Don’t use common passwords. That includes “123456”, “qwerty”, and “password”. Don’t use common modifiers, either, like adding your date of birth to the end of an already-obvious password.
Make your passwords fairly long. The longer the password, the harder it is for a cybercriminal to guess or crack with a brute-force attack.
Don’t worry too much about numbers and symbols. Special characters add to a password’s complexity, but they’re not essential. You can achieve a similar or greater level of complexity by extending the length of the password instead.
Use passphrases. These are created by combining a handful of real but unrelated words, like “ball-orange-moon-car.” As long as each word is random, the complete phrase will be difficult for an attacker to crack but easier for you to remember than a typical password that’s strong and complex.
Our free password generator can help you create passwords that meet all of these criteria. If you want to add another level of security you could also use a unique, randomly generated username for each account.

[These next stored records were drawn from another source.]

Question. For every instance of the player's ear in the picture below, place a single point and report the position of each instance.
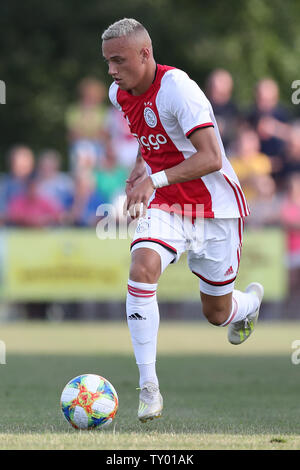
(145, 54)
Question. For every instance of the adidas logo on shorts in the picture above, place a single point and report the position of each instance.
(136, 316)
(229, 271)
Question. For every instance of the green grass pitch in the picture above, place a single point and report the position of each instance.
(217, 396)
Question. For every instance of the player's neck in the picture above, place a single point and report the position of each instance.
(147, 80)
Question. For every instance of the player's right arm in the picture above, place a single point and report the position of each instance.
(138, 173)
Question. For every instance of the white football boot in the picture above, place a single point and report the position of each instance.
(151, 402)
(240, 331)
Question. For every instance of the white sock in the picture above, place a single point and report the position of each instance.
(243, 303)
(143, 322)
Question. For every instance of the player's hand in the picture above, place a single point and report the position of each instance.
(136, 177)
(137, 199)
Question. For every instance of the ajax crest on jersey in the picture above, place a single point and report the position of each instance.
(150, 117)
(89, 401)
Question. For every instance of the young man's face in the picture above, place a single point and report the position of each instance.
(126, 62)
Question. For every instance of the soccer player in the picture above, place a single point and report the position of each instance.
(185, 194)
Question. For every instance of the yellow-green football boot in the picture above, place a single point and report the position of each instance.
(240, 331)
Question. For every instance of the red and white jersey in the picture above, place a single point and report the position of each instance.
(162, 119)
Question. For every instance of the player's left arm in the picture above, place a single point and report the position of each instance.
(205, 160)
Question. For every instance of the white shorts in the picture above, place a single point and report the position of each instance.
(213, 246)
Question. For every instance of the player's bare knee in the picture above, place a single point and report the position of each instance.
(140, 272)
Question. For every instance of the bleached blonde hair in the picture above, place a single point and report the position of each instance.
(125, 27)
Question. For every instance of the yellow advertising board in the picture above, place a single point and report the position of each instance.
(73, 264)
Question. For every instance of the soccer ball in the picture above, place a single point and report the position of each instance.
(89, 401)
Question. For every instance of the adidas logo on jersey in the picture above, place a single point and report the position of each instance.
(229, 271)
(136, 316)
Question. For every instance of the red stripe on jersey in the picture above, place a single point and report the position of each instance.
(243, 199)
(207, 124)
(160, 152)
(235, 193)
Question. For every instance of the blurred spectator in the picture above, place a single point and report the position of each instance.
(265, 208)
(21, 166)
(29, 209)
(86, 200)
(123, 144)
(249, 163)
(290, 219)
(85, 155)
(219, 91)
(270, 119)
(292, 150)
(111, 178)
(85, 120)
(53, 184)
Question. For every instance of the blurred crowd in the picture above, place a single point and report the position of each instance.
(262, 143)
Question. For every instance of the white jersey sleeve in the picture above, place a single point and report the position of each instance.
(187, 102)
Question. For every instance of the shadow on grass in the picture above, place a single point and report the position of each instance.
(202, 393)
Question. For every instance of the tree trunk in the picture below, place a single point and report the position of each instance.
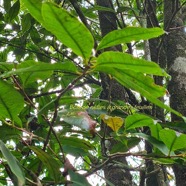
(176, 57)
(112, 91)
(157, 54)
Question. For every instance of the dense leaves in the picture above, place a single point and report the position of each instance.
(51, 65)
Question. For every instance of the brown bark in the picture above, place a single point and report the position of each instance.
(112, 91)
(157, 51)
(176, 57)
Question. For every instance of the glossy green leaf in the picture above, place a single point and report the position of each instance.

But how do you remember all of this information? That’s where 1Password comes in. Our app not only generates strong passwords as you need them, but also remembers and auto-fills them on your behalf. It can even serve as an authenticator for sites with two-factor authentication (2FA), adding an extra layer of security to your accounts.
The waiting game
It might be awhile before every company drops their password expiration policy. If yours hasn’t yet - don’t worry. With a password manager like 1Password, you can quickly create strong and unique passwords every time you’re prompted to update an old one. You also have a secure place to store them and a full password history in case you ever need to check what you’ve chosen before.
No stress. No slowing down. And you’ll never have to ask your IT department to reset one of your passwords again. Bliss. 1Password is the easiest way to comply with the ‘90-day’ rule while you wait for your employer to realize the truth: mandatory password changes are no longer necessary, and should be replaced with a policy that simply demands strong, unique passwords.